Он с грустной усмешкой посмотрел на меня.
– Они живут столько, сколько Дерево, в котором поселились.
– Ого, – сказал я, – такое огромное дерево живет лет тыщу, да? Или десять тысяч, как бабо… ебо… ладно, секвойя!
– Тысячу? – повторил он с презрительным недоумением. – Это даже не смешно. Тут есть травы, что живут по сотне лет. Я знаю деревья, возраст которых под сто тысяч. А Дерево, вы понимаете, вообще уникально.

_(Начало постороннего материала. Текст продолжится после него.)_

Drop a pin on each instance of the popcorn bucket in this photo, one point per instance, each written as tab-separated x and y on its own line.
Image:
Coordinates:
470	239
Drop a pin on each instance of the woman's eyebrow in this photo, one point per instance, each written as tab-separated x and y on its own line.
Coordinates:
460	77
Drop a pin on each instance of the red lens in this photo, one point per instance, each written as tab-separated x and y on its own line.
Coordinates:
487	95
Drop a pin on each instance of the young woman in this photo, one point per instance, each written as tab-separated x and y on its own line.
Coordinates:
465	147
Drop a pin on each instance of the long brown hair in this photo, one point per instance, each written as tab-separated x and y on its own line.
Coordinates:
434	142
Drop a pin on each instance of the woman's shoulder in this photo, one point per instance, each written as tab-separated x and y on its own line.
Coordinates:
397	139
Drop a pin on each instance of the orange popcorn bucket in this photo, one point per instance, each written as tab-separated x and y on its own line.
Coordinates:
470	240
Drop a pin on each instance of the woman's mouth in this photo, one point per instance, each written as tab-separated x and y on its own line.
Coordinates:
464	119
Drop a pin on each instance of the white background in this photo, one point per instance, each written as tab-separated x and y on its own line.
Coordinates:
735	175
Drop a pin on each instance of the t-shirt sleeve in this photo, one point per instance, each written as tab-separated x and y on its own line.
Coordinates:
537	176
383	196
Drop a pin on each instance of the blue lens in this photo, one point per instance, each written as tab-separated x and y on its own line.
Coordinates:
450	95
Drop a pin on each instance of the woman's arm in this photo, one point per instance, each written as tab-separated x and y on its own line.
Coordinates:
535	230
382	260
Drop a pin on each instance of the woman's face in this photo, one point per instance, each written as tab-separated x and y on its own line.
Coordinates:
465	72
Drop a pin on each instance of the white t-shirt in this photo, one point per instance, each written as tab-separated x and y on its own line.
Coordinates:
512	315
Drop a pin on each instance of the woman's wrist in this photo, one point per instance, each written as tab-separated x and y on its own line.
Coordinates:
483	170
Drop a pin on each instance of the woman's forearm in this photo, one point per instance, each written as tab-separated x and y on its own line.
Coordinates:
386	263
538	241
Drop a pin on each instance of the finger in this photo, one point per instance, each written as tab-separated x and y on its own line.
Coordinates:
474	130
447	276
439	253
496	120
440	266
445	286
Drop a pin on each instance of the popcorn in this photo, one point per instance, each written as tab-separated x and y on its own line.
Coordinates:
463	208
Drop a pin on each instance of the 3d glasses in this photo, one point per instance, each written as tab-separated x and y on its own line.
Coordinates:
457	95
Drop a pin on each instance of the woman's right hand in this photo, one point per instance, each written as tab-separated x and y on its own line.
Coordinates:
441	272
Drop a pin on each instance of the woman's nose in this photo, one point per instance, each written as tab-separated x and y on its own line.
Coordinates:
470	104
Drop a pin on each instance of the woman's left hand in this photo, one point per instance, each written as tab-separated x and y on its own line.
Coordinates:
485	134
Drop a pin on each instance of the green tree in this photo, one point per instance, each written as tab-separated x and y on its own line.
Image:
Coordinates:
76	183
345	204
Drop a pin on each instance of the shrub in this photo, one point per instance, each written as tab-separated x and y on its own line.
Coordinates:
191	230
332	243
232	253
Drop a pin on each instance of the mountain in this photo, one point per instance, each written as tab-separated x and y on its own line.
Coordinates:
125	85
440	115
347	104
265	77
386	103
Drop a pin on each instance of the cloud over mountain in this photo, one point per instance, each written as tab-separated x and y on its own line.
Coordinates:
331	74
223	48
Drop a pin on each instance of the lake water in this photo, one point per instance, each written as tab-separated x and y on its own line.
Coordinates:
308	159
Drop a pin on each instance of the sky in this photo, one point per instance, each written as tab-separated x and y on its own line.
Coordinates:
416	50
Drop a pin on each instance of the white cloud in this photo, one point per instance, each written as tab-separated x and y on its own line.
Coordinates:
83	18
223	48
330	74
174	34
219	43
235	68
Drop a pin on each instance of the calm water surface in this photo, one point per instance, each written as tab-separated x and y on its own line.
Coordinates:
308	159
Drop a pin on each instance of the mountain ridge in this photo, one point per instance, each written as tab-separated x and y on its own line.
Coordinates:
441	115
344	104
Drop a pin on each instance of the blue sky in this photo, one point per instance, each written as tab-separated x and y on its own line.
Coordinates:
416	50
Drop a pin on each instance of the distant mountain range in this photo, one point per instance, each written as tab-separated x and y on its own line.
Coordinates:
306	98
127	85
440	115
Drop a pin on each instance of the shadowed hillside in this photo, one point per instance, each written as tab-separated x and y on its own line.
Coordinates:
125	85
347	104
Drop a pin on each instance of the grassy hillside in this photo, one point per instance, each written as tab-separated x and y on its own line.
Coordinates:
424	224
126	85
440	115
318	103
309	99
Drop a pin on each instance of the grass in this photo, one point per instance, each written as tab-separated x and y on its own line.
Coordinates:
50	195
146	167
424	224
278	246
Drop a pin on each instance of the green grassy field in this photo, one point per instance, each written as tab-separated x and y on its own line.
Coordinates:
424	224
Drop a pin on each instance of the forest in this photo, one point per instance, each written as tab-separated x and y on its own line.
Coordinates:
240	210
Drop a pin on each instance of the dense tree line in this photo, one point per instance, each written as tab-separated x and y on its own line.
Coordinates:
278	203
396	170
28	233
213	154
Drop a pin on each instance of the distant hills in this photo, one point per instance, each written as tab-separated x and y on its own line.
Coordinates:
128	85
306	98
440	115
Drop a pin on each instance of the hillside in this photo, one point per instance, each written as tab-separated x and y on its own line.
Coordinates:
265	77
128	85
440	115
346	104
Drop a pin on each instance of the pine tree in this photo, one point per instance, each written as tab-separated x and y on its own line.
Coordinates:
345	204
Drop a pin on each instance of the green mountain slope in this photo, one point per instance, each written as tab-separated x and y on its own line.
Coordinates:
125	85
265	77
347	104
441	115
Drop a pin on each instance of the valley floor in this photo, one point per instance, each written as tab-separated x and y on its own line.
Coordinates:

– Ого, – сказал я уже громче. – Так кто же откажется… Гм, а как насчет того, что переехать, скажем, в город?
Он посмотрел на меня с заметно выросшим уважением.
– Сэр, вы сразу берете дракона за гребень. Да, живут долго, но только пока внутри Дерева. Нет, не только именно внутри, но должны питаться только соками и мякотью Дерева… у него древесина весьма усвояемая, уверяю вас!.. а также должны спать в хоромах, что внутри Дерева.
– Ага, – пробормотал я, – какая-то замкнутая экосистема. Возможно, даже симбиоз. Дерево дает приют людям, но и от них что-то требует. Это понятно, точно так же поступает бамбук с муравьями… да и тысячи других растений с разными жучками-паучками.
Маг спросил заинтересованно:
– Простите, я никогда о таком не читал в древних книгах мудрости…
– Да что читать, – отмахнулся я. – Вот выйдем на любую лужайку, я вам покажу десятки примеров симбиоза. В смысле, взаимопомощи между растениями и насекомыми.